This week's question comes via e-mail from Jan G. She wants to know whether or not people can talk (pray) with those who have passed on. She shared that a minister told her that praying/talking with the deceased is contrary to scripture and theologically incorrect.

When the Church determines whether or not a teaching is "orthodox" it has two places to turn: scripture and tradition (for those Methodists and Wesleyans in our readership, the Wesleyan fourfold formula of scripture, tradition, reason, and experience cannot be used to determine orthodoxy because reason and experience are subjective). So, to answer Jan's question let's turn first to tradition.

Long before the Reformation (of the 16th century), the Church embraced the Apostle's Creed.

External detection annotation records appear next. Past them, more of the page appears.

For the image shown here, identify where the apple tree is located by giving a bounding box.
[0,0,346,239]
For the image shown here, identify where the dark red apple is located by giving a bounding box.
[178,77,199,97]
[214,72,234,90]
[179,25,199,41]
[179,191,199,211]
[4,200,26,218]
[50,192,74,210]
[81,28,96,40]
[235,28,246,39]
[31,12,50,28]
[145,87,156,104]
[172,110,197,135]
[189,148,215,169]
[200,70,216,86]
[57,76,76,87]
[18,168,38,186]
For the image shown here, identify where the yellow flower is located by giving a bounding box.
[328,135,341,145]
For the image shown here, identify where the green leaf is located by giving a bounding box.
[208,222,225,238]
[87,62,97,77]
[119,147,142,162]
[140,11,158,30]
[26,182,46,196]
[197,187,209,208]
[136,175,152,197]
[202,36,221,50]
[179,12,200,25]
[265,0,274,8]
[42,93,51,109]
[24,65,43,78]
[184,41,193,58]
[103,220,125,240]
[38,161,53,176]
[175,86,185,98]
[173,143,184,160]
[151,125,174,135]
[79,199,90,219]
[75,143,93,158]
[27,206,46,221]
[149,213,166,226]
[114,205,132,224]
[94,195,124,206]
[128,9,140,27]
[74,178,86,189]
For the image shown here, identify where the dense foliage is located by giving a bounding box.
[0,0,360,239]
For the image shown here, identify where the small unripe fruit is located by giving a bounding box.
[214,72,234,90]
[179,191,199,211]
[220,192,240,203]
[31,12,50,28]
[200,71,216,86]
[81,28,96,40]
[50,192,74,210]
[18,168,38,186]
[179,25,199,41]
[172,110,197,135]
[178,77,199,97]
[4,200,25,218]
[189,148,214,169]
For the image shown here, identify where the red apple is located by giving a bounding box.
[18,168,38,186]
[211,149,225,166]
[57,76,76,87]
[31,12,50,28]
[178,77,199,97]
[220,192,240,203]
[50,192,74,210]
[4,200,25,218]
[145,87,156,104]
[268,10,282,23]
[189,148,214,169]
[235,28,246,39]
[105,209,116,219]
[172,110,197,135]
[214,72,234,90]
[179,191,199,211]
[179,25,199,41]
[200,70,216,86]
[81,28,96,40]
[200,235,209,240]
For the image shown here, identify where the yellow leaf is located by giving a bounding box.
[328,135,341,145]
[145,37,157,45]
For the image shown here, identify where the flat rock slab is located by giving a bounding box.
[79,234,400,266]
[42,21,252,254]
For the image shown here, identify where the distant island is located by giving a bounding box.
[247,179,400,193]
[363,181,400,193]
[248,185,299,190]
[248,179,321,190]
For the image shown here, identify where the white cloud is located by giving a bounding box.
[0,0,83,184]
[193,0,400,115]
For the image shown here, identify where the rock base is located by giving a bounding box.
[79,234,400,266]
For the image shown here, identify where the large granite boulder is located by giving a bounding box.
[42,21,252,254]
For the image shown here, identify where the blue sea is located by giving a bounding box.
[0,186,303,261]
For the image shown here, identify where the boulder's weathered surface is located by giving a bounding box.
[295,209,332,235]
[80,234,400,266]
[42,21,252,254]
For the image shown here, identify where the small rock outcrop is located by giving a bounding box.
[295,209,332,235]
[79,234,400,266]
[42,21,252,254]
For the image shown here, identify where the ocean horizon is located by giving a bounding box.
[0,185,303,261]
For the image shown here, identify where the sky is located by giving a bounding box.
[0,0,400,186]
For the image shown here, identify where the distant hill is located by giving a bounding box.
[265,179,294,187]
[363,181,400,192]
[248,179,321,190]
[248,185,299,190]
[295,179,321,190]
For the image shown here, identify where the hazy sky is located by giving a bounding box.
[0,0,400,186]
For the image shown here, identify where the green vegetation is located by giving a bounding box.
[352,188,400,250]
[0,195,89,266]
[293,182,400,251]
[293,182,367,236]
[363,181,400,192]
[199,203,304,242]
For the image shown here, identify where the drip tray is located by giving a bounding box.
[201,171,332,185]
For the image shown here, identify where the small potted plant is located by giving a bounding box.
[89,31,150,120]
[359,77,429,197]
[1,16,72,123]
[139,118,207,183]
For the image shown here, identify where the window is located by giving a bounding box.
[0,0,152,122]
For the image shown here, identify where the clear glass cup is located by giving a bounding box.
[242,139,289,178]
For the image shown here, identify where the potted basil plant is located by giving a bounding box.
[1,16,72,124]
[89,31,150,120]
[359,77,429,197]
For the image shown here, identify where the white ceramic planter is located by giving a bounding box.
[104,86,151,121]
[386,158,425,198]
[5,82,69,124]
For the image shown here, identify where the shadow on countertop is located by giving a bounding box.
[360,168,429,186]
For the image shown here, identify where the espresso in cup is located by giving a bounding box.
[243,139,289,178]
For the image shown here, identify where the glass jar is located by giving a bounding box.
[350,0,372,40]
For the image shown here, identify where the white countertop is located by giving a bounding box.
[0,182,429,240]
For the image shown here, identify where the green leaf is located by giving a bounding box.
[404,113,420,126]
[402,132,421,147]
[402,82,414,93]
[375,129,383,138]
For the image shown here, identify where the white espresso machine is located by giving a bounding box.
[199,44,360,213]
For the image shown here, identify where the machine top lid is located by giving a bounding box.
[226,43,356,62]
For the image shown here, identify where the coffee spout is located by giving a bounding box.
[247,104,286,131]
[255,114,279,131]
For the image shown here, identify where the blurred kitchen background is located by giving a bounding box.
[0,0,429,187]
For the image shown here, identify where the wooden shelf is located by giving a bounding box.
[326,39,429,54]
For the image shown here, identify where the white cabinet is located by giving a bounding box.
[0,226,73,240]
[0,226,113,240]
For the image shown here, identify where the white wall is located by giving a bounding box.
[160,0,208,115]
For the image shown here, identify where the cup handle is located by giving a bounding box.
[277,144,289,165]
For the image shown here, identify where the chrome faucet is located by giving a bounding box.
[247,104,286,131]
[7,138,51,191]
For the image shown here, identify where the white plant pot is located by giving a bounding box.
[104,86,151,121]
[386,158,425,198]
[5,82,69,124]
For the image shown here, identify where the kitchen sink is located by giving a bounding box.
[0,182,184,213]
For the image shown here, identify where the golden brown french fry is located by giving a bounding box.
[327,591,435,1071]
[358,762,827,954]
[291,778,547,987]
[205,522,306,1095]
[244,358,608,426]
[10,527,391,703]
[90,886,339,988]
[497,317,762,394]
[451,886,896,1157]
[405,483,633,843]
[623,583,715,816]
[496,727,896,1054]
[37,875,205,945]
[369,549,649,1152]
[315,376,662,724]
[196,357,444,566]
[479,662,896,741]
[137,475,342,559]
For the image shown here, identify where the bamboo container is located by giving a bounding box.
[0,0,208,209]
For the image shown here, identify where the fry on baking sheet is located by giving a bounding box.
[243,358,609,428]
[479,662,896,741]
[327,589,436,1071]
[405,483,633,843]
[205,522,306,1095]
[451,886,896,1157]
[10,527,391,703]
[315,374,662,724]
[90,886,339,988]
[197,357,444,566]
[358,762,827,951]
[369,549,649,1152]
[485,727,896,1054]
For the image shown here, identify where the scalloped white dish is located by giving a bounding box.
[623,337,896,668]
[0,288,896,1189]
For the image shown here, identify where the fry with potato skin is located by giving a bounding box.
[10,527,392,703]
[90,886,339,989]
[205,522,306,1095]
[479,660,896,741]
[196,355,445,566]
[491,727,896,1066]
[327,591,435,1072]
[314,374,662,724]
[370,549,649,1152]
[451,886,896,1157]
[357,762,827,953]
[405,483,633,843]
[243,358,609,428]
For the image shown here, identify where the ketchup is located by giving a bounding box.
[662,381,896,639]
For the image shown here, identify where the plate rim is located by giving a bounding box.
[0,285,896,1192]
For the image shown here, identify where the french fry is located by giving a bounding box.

In this creed there is a confession of belief in "the communion of saints." Today, in most creedal churches, this confession has come to mean either the "fellowship" of church members or the sharing of the Eucharist. However, for the Roman Catholic Church and for the Episcopal Church the communion of saints means much more -- and their belief reflects the early church's doctrines and thoughts regarding the departed saints.

In the early church we have writings from Clement of Alexandria (ca. 200), Augustine (354-430), and others documenting the early church belief that God, the departed saints (Christians who have died), the angels, and those on earth are part of an ongoing fellowship as the body of Christ. This belief included the benefit of praying for the dead (cf. 2 Maccabees 12.39-45) and vice versa. The notion that those on earth can talk/pray to those in heaven is based upon this fellowship of the full body of Christ.

The church understood the purpose of communicating with the saints through prayer as an opportunity for the saints to pray for us. In answer to the objection, "We don't need the saints to pray for us, we can go straight to God ourselves", one must ask, "Have you ever asked a friend or a minister to pray for you?" The results are the same -- neither replace your prayers, rather they supplement them.

But what of scripture? Is there any teaching either for or against communication with the departed? The answer depends on one's view of scripture. Paul enjoins the church to pray for him (Ephesians 6.19; 1 Thessalonians 5.25; 2 Thessalonians 3.1). If one believes his writings were written only to those of his day, then the notion has no substance. On the other hand, if his writings are for all people of all times, then we have his instructions to continue to pray for him.

However, it is in Hebrews where we find the best support for the fuller understanding of the communion of saints. There we read, "But you have come to Mount Zion and to the city of the living God, the heavenly Jerusalem, and to innumerable angels in festal gathering, and to the assembly of the firstborn who are enrolled in heaven, and to God the judge of all, and to the spirits of the righteous made perfect, and to Jesus, the mediator of a new covenant, and to the sprinkled blood that speaks a better word than the blood of Abel" (Hebrews 12.22-24). This passage unfolds the fuller mystery of the communion of saints and the members thereof. It seems that those on earth ("you"), the angels, the departed saints ("the firstborn" and "the righteous"), and God are all a part of this holy communion. And if we are all a part of the communion of saints, surely we have fellowship with one another.

For over 1,500 years this teaching prevailed in the church. But Luther opposed the teaching and in his 39th Article he wrote, ". . . concerning . . . the Invocation of Saints . . . [it is] a fond thing, vainly invented, and grounded upon no warranty of Scripture, but rather repugnant to the Word of God." However, Luther and the scholars who followed him have not shown this practice as "repugnant to the Word of God." Indeed, more and more Protestant churches are informally embracing the 1,500-plus year tradition and returning to our roots as they celebrate the full body of Christ and the communion of saints.

So, can we talk/pray to our departed loved ones? According to the longstanding traditions of the church, if our loved ones have gone on to paradise, then yes -- as a part of the body of Christ and the communion of saints we can indeed commune together.